AP/Florian Schroetter, file
Robert Malley on June 20, 2021, at Vienna. AP/Florian Schroetter, file

Washington officials are doubling down on their stonewalling as Congress demands an update on the status of President Biden’s Iran envoy, Robert Malley. Press queries are systematically being rebuffed and in lieu of hard information, details-starved onlookers are turning to an unexpected source, the Tehran Times, a mouthpiece of the Iranian regime. 

Is the website’s Sunday “exclusive” on what “doomed Robert Malley” really based on an unidentified Washington official’s briefing, as the Tehran Times claims, or is it a figment of the pro-Tehran publication’s imagination? Answers are unclear. Yet, the site’s second scoop in a week, which cites “a source at the U.S. State Department,” is quite detailed, raising speculation that some at Tehran may know things that those at Washington don’t. 

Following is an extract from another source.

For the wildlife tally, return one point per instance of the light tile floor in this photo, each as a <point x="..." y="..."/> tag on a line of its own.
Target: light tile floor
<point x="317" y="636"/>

Such speculation owes to the administration’s consistent refusal to brief Congress on Mr. Malley’s status. Reporting on the suspension and removal of security clearance from Mr. Biden’s top Iran policy adviser is remarkably thin in a town that relishes press leaks. Details are scarce beyond the general idea that it had to do with mishandling documents.

In lieu of hard information, Washingtonians resort to reading the tea leaves. On Friday, Mr. Malley’s Twitter handle, @USEnvoyIran, was taken over by his former deputy, Abram Paley. “The Office of the Special Envoy for Iran and the entire team at the State Department remain engaged in implementing our policy on Iran,” Mr. Paley wrote. Is he now in charge?  

Yet, however accurate, the Iranians do provide hard information. “The Iranian regime knows more than Congress about Rob Malley’s suspension because that’s who Malley and his network of propagandists talk to,” a senior Republican congressional staffer tells the Sun. 

“Malley built his career working with the Iranians while misleading Congress and the American people,” the staffer said. “So of course that’s what he and the administration are doing now — except this time it seems to be part of something criminal.”

The chairman of the House Foreign Affairs Committee, Robert McCall, has demanded a detailed state department briefing on Mr. Malley’s apparent dismissal by July 25. “I can’t tell you how important this is,” he told CBS. “Because if he somehow, you know — worst case scenario — transferred intelligence and secrets to our foreign nation adversary … that would be treason in my view.”

CBS sought answers from Mr. Biden’s national security adviser, Jacob Sullivan, who said merely that Mr. Malley “has served multiple administrations faithfully and well. He is a public servant. He is a diplomat. He is engaged in high-level, high-stakes diplomacy for a long time. And he’s someone who a lot of us, including myself, have deep respect for.”

Yet, Mr. Sullivan added, “I can’t speak to the current circumstances. I have to refer you to the state department on that.” The department’s spokesman, Matt Miller, has consistently cited “privacy” concerns to explain the refusal to detail the facts of the case to Congress. 

All of which makes the Tehran Times’s reporting newsworthy. So much so that Washington sources are beginning to suspect that someone — whether it would be at the state department, the White House, Mr. Malley himself, or perhaps one his close allies mentioned in the website’s article — would rather brief a pro-regime outlet than our own press. 

“My first reaction reading anything in the Iranian media is skepticism. Yet, the level of detail in the Tehran Times is highly suspect, and it raises concerns,” a policy director at United Against Nuclear Iran, Jason Brodsky, tells the Sun. 

The gist of the Tehran Times’s Sunday article is that Mr. Malley’s falling out of favor had to do with his ties to a group of close associates who are seen by critics as too tight with the Iran regime. “These people include Ali Vaez, Malley’s former right-hand man at the Crisis Group; Vali Nasr, a professor at Johns Hopkins School of Advanced International Studies; and Trita Parsi, the current colleague of Malley’s son at the Quincy Institute,” the website writes.

Although he has turned to them as “brokers and middlemen” between Tehran and Washington, Mr. Malley “has been in full coordination” with the state department, the Tehran Times reports. His dismissal “was not due to a disagreement between the Secretary of State team and the National Security Advisor team.” 

Mr. Vaez, a longtime confidante of Mr. Malley, told CNN that “with or without Rob Malley, the Biden administration believes that the only sustainable solution to the nuclear crisis with Iran is a diplomatic one.” He protested against critics who say Mr. Biden is “too soft” on Iran. 

Messrs. Baez, Nasr, and Parsi have long been targeted by Iranian exiles and other critics of Washington policies as leading the administration away from tough pressure on an oppressive regime seeking nuclear power. The mere mention of their names add fuel to the speculation on Mr. Malley’s dismissal.  

“The state department is not doing itself any favors by stonewalling Congress or the media,” Mr. Brodsky says, especially if Mr. Malley has not committed serious transgressions. The administration’s silence further fuels suspicions that Mr. Biden’s long-time Iran policy leader might be guilty of, as Mr. McCall says, “treason.”